A Python for-loop over 1 million data points is 100-1000x slower than the equivalent NumPy vectorized operation.

✅ Correct approach: Always ask "can this be expressed as a matrix operation?" before writing a loop. X @ w replaces a loop computing dot products row by row.

Mistake 2

❌ Not normalizing/scaling features before gradient descent.

If one feature ranges 0-1 and another ranges 0-100,000, gradient descent will oscillate wildly or converge very slowly because the loss surface is badly distorted.

✅ Correct approach: Standardize features (subtract mean, divide by std) before training any gradient-based model. This is why StandardScaler exists in sklearn.

Mistake 3

❌ Treating "I can call .fit()****" as understanding the model.

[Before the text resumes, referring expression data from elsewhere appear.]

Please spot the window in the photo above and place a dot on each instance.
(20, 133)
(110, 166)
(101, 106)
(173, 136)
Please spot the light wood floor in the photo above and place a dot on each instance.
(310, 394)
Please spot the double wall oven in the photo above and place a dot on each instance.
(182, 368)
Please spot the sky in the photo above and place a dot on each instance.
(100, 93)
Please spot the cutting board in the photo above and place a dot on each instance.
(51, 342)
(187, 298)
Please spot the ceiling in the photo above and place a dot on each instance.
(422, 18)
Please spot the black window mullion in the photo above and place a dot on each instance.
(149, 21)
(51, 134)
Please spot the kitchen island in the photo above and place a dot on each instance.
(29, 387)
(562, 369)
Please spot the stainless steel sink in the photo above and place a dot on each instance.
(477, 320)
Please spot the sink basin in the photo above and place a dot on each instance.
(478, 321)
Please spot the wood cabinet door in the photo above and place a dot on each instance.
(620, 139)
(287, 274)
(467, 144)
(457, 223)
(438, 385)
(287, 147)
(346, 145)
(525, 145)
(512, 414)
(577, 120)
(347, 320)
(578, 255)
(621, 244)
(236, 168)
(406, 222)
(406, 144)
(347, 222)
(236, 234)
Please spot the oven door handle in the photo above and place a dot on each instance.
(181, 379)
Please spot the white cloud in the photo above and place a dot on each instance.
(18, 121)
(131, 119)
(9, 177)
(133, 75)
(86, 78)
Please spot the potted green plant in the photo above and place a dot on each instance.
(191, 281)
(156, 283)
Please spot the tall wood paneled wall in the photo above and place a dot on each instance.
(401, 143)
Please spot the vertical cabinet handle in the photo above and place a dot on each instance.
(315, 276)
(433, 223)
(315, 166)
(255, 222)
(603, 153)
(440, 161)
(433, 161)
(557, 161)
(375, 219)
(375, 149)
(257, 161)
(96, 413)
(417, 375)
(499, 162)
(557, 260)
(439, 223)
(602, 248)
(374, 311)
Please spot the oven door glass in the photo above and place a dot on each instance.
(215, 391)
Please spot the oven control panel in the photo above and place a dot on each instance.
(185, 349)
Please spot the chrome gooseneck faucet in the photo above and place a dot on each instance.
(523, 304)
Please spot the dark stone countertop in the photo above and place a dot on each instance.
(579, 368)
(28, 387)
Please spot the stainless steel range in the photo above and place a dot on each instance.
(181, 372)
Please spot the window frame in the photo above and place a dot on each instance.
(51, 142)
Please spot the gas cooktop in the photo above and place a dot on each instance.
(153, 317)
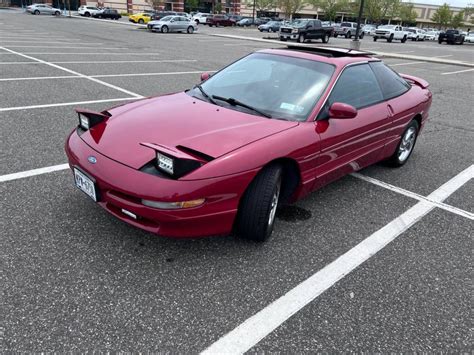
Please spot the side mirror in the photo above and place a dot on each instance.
(205, 76)
(339, 110)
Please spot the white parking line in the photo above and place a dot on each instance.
(17, 108)
(76, 73)
(104, 61)
(457, 72)
(257, 327)
(28, 173)
(414, 195)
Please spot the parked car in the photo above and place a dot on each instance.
(42, 9)
(172, 24)
(245, 22)
(415, 34)
(369, 30)
(141, 18)
(305, 29)
(271, 26)
(220, 157)
(108, 13)
(390, 33)
(87, 11)
(431, 36)
(451, 37)
(348, 30)
(160, 14)
(219, 20)
(201, 18)
(470, 37)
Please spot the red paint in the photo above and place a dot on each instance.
(238, 145)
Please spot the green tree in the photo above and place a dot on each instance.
(457, 20)
(442, 16)
(407, 13)
(331, 7)
(290, 7)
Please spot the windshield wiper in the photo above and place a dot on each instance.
(204, 94)
(235, 102)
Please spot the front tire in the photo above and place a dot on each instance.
(258, 206)
(406, 145)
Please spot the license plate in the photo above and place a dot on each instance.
(85, 184)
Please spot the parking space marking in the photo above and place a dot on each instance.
(457, 72)
(257, 327)
(107, 75)
(76, 73)
(28, 173)
(17, 108)
(414, 195)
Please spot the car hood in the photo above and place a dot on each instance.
(176, 120)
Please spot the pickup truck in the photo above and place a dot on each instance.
(348, 29)
(390, 33)
(451, 37)
(305, 29)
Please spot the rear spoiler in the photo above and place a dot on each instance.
(414, 80)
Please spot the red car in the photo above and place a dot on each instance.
(220, 20)
(265, 130)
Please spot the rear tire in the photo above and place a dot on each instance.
(405, 146)
(258, 206)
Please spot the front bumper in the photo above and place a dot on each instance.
(121, 187)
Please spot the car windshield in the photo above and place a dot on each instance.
(280, 86)
(299, 23)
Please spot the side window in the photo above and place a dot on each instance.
(392, 84)
(357, 86)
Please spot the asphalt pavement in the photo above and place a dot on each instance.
(75, 278)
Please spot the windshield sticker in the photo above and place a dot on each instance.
(291, 107)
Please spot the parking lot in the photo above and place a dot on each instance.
(380, 261)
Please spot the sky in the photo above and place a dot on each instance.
(455, 3)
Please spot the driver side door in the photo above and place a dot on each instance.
(348, 145)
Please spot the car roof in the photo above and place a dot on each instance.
(340, 57)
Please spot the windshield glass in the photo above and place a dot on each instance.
(283, 87)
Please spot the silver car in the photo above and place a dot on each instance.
(43, 9)
(172, 24)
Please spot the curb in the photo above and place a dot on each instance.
(380, 54)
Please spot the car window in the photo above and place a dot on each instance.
(392, 84)
(357, 86)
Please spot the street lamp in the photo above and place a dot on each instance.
(355, 44)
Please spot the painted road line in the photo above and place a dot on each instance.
(257, 327)
(107, 75)
(105, 61)
(414, 195)
(128, 92)
(457, 72)
(28, 173)
(16, 108)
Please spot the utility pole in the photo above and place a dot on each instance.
(355, 43)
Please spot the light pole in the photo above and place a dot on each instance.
(355, 44)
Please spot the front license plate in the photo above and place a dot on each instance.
(85, 184)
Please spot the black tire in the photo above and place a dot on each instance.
(395, 160)
(254, 219)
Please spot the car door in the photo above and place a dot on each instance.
(348, 145)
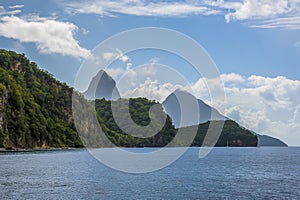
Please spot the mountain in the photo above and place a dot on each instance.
(183, 115)
(182, 104)
(36, 112)
(102, 86)
(265, 141)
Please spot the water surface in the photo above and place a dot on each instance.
(226, 173)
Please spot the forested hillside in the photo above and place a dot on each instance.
(36, 112)
(35, 108)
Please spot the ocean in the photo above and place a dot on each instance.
(226, 173)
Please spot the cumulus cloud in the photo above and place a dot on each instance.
(259, 9)
(260, 13)
(263, 104)
(137, 7)
(16, 6)
(49, 35)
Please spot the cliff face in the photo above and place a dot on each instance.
(35, 108)
(102, 86)
(36, 111)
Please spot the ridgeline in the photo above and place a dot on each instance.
(36, 112)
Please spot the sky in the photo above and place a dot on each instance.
(254, 43)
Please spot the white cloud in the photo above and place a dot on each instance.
(16, 6)
(232, 78)
(250, 9)
(115, 72)
(137, 7)
(259, 13)
(49, 35)
(265, 105)
(110, 56)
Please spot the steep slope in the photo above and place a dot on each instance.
(189, 104)
(102, 86)
(36, 112)
(35, 109)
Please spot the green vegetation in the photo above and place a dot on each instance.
(36, 112)
(37, 109)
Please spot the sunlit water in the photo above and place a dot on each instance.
(226, 173)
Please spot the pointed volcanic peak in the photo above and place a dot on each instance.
(186, 110)
(102, 86)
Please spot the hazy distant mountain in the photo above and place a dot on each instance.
(264, 141)
(189, 105)
(102, 86)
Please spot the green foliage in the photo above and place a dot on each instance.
(37, 112)
(38, 109)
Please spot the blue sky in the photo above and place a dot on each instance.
(254, 43)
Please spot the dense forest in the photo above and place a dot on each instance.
(36, 112)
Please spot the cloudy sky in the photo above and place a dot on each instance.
(254, 43)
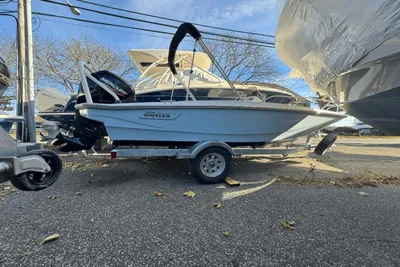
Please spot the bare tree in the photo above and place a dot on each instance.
(56, 62)
(244, 63)
(8, 51)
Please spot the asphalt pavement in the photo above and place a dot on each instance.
(107, 214)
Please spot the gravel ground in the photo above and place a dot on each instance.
(116, 219)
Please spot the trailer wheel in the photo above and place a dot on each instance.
(325, 144)
(35, 181)
(212, 165)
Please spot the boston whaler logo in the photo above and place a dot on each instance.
(151, 115)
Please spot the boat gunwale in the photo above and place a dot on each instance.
(177, 105)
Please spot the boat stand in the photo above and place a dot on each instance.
(210, 161)
(27, 165)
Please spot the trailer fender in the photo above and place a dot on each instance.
(200, 146)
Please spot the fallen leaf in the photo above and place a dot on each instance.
(232, 182)
(312, 168)
(217, 205)
(159, 193)
(50, 238)
(288, 225)
(189, 194)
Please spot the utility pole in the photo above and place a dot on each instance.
(21, 68)
(29, 103)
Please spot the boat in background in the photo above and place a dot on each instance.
(349, 51)
(157, 83)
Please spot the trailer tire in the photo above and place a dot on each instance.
(212, 165)
(35, 181)
(325, 144)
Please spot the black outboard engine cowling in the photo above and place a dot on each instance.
(119, 86)
(83, 133)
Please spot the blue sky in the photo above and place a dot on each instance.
(248, 15)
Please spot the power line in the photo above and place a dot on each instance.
(107, 29)
(174, 20)
(139, 29)
(157, 23)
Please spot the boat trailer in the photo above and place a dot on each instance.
(211, 161)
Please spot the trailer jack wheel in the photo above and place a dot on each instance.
(35, 181)
(325, 144)
(212, 165)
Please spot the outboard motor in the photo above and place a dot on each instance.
(83, 133)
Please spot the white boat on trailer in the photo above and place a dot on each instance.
(205, 131)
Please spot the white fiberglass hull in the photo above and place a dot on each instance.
(234, 122)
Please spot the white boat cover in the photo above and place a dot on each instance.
(322, 39)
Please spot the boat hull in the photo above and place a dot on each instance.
(232, 122)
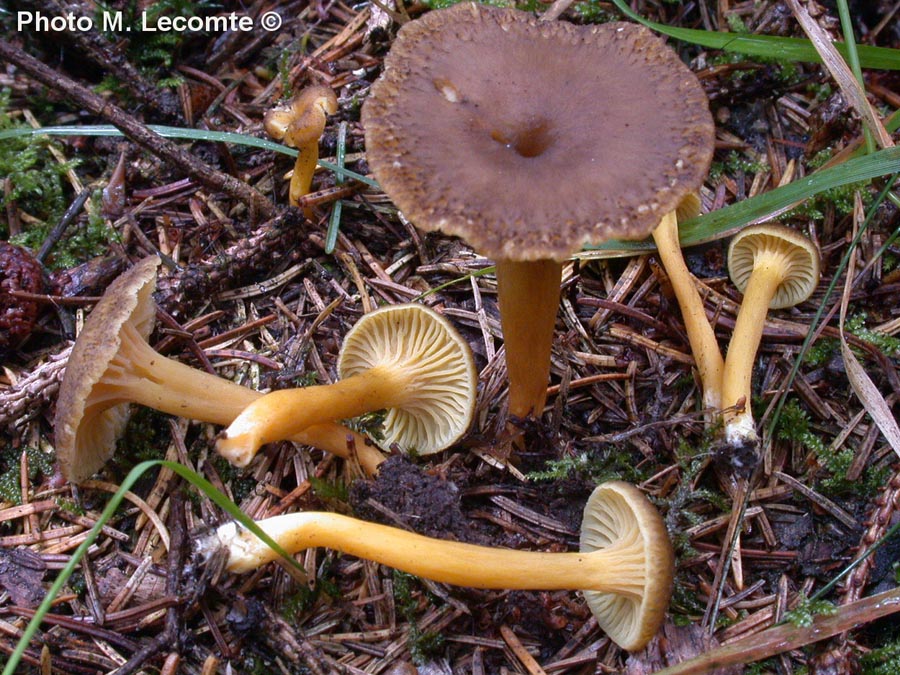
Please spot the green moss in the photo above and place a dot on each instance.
(888, 344)
(305, 598)
(821, 352)
(33, 176)
(794, 426)
(806, 611)
(734, 163)
(40, 463)
(595, 11)
(525, 5)
(241, 485)
(422, 644)
(736, 23)
(327, 490)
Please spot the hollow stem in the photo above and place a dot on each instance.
(301, 179)
(528, 293)
(618, 569)
(767, 274)
(281, 414)
(701, 336)
(139, 374)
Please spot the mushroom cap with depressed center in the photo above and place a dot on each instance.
(414, 337)
(532, 138)
(799, 256)
(615, 513)
(85, 441)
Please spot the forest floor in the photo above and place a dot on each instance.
(263, 296)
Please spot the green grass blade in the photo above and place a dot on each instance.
(188, 135)
(729, 219)
(768, 46)
(133, 476)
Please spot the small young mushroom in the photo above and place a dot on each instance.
(404, 358)
(530, 139)
(111, 366)
(625, 566)
(774, 267)
(701, 336)
(300, 125)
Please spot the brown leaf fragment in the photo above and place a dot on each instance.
(673, 645)
(21, 573)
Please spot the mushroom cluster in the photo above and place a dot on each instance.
(530, 139)
(625, 566)
(112, 366)
(774, 267)
(406, 359)
(300, 124)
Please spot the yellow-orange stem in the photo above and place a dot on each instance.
(701, 336)
(281, 414)
(738, 374)
(148, 378)
(528, 293)
(617, 569)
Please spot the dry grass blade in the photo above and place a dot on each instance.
(862, 384)
(786, 637)
(850, 86)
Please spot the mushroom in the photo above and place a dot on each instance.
(111, 366)
(701, 335)
(774, 267)
(300, 124)
(406, 358)
(625, 566)
(530, 139)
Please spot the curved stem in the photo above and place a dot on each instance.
(618, 569)
(737, 377)
(528, 293)
(304, 168)
(144, 376)
(701, 336)
(281, 414)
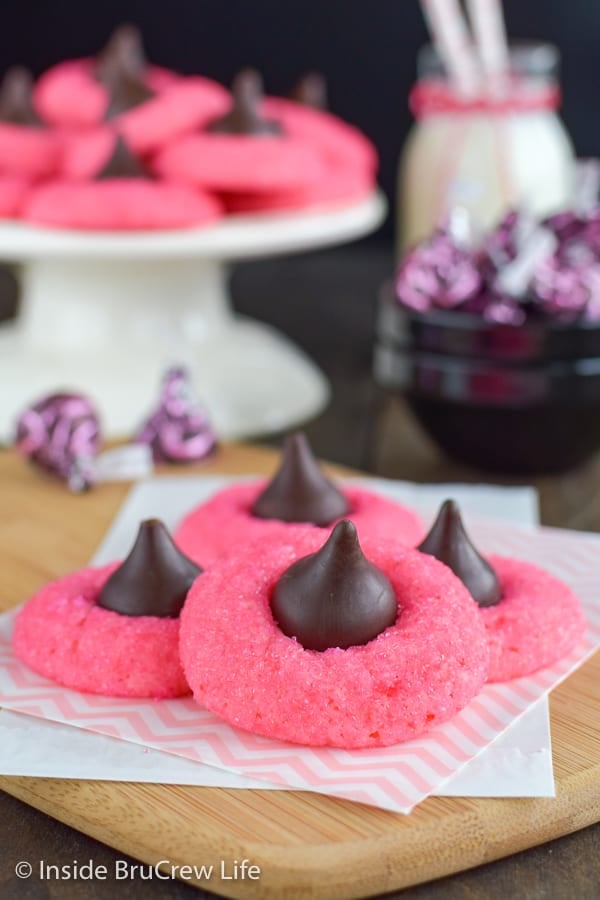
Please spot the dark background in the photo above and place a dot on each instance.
(366, 49)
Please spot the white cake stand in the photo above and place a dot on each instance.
(105, 314)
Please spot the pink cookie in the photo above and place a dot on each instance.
(120, 204)
(28, 151)
(182, 108)
(62, 634)
(538, 621)
(339, 187)
(341, 143)
(224, 523)
(412, 677)
(69, 96)
(13, 191)
(263, 163)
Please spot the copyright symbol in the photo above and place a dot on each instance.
(23, 869)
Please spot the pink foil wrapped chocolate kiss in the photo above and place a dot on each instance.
(567, 291)
(60, 433)
(178, 430)
(437, 274)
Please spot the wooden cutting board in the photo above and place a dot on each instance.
(307, 846)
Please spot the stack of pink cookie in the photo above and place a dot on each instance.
(199, 152)
(303, 612)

This is the single biggest gap between people who can use ML libraries and people who can debug, improve, or explain why a model isn't working.

✅ Correct approach: For every model in this roadmap, implement a simplified version from scratch BEFORE using the library version. The library version becomes the convenient tool; the scratch version is the understanding.